ムーア騎手は11月9日に同11日から12月5日までの短期免許が交付されたが、19日に落馬負傷。当日のマイルCSを乗り替わり、23日に自ら免許取り消しを申請して治療のため帰国した。しかし、有馬記念での騎乗が浮上し、再来日する運びとなった。

同騎手は帰国後の12月1日、IFHA(国際競馬統括機関連盟)が発表した、2023年ロンジンワールドベストジョッキーを受賞。2014、16、21年に続く通算4度目の受賞となり、L.デットーリ騎手に並ぶ最多タイを記録。

その後、12月5日の香港国際競走へ参戦し、主戦を務めるA.オブライエン厩舎のルクセンブルクを香港カップで2着、ウォームハートを香港ヴァーズで3着へと導いた。

来日時はBCターフで騎乗停止処分を受け、すったもんだがあって成績も低調だったが、帰国を選択したことで心身ともに傷はすっかり癒えた様子だ。

堀厩舎の管理馬でJRA通算41勝を挙げ、芝重賞に騎乗した際は【9.2.4.13】勝率32.1%をマークするムーア騎手。他厩舎での勝利数は軒並み“1桁”という成績を見れば親交の深さは一目瞭然。帰国後すぐの11月29日に有馬騎乗の発表があったことから、免許取り消し時にすでに話がついていた可能性もありそうだ。

■2017年の有馬記念はサトノクラウンに騎乗

ムーア騎手の有馬記念騎乗は今回が5回目。2017年にはタスティエーラの父サトノクラウンに騎乗。この年の有馬記念も12月24日のクリスマスイヴだった。
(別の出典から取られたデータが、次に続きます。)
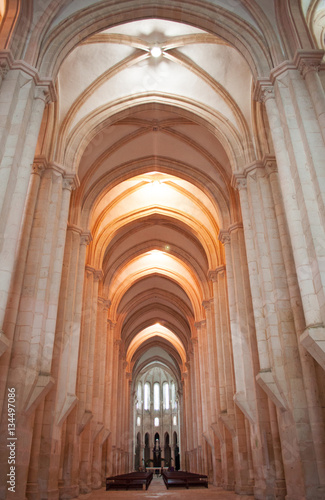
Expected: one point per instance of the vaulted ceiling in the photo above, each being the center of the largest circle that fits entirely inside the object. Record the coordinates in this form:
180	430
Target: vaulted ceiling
155	141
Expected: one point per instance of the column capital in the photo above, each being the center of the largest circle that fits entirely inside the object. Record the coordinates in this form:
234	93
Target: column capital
213	273
98	273
105	303
239	181
194	341
86	238
224	237
6	61
39	165
235	227
269	163
207	304
199	324
308	61
70	182
45	85
74	228
264	90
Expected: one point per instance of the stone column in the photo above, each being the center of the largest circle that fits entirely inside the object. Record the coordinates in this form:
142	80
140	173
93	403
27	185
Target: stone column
308	63
85	376
13	303
301	186
100	431
244	376
68	334
22	105
225	376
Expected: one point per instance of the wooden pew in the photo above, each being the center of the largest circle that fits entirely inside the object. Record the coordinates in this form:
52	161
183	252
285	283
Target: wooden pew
185	479
133	480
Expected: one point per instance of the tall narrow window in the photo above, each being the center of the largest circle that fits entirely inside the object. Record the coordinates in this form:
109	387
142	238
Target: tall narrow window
166	395
146	396
156	396
139	396
173	395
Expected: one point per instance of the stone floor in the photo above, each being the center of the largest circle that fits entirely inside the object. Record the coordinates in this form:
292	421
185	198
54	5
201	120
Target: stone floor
157	490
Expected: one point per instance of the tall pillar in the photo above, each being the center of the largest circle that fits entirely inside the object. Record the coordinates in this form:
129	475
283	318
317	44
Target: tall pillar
68	340
100	431
299	153
23	103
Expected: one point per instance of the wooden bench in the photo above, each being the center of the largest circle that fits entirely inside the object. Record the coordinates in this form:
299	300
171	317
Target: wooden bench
185	479
133	480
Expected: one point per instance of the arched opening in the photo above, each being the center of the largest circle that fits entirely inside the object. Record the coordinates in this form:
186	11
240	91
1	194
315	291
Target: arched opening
167	451
178	291
137	459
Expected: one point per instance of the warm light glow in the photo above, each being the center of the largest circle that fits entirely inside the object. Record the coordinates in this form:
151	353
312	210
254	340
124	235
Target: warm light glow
154	331
155	51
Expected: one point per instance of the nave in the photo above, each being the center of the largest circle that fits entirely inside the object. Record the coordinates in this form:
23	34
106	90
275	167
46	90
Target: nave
162	245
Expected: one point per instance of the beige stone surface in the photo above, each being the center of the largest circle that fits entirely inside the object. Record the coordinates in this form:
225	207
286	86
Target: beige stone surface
162	221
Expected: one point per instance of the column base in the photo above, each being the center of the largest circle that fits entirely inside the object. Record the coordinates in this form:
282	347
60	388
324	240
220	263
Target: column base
313	339
228	487
4	343
32	491
244	490
53	494
97	485
85	488
67	492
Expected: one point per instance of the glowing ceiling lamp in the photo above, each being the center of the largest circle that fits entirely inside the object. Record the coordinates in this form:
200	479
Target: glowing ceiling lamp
155	51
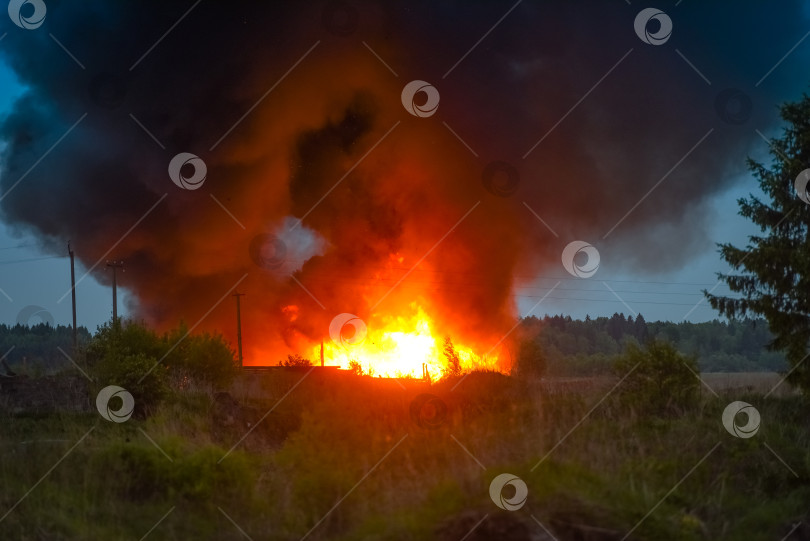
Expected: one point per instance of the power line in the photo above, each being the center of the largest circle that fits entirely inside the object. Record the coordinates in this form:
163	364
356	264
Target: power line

当時、ジャパンCに出走予定だったサトノクラウンの追い切りで、本馬に騎乗しないムーア騎手が跨り、少し話題になった。サトノクラウンが香港ヴァーズで勝利した際に、2着馬に騎乗していたのがムーア騎手で、その強さを目の当たりにして「ぜひ乗ってみたい」と関心を抱いていたことがきっかけだ。ジャパンCでは別の馬に騎乗するため、サトノクラウンへの騎乗は叶わなかったが、有馬記念でついにコンビ結成。しかし、結果は気難しさを見せて13着に惨敗してしまった。

惚れ込んだ馬で結果を残せず苦汁をなめたイヴから6年。

今年はそのサトノクラウンの初年度産駒にしてダービー馬へと輝いたタスティエーラに騎乗。同馬は重馬場かつ激流の消耗戦となった皐月賞を前々で運んで2着と、先行勢が総崩れする中、ただ1頭粘り込んだようにロンスパ戦は大得意だ。父サトノクラウンは宝塚記念を勝利しており、母父マンハッタンカフェは有馬記念覇者と、まさにグランプリ血統。

イヴ決戦の雪辱を果たす舞台は整った。今年は6年前の忘れものを取りにきたムーア騎手に夢を託したい。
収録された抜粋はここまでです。